I can't wait to read his take on Apollo 14!
3 of 3 people found the following review helpful
5.0 out of 5 stars Wonderful book -- full of details I have never read about before 31 Mar 2011
By James Knapper - Published on Amazon.com
Format:Paperback|Verified Purchase
What a great book on Apollo 12, the mission that had so many interesting stories to tell: From a lightening strike at liftoff, to a dusty, pin-point landing, to an encounter with the unmanned Surveyor spacecraft launched years earlier. David Harland has a gift for telling the story of this exciting flight, using material from many sources and perspectives all flowing together into one seemless tale. Also, many of the pictures from the Moon are in color; something I rarely see in boooks about Apollo. The pictures as well as the excellent drawings created by the author are worth the price of admission alone. I own a huge library of space related books from official NASA histories to the Apogee NASA Mission Reports and Praxis books. This is certainly one of the best ones I have had the pleasure of reading. I learned so much I never knew. I can't wait for the next book in the series!
3 of 3 people found the following review helpful
4.0 out of 5 stars A Most Significant Lunar Adventure 28 Mar 2011
By B. Pohnan - Published on Amazon.com
Format:Paperback|Verified Purchase
David M. Harland has produced a very thorough and readable account of this benchmark Apollo mission. Apollo 12 set the tone for NASA's remaining lunar landing missions. Apollo 11 showed that the U.S. could land human beings on the moon and return them safely to Earth. Only four month later Apollo 12 demonstrated that we could: land astronauts at a specific site; conduct effective, pre-planned geological field trips; retrieve selected artifacts from another spacecraft; assemble and set up a complex package of scientific experiments on the lunar surface.

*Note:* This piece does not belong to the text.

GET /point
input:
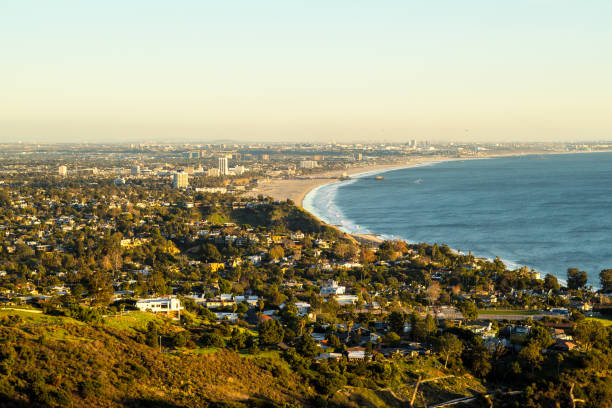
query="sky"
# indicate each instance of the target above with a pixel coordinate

Harland reaches launch day by page 79. Before this he has breezed through Kennedy's commitment, crew backgrounds, the Apollo program, landing site selection, mission patch design, vehicle call signs, the scientific experiment package, the launch vehicle and crew training. While most of these are standard fare, it is indeed unfortunate that the author did not provide more insight into Apollo 12's controversial landing site selection.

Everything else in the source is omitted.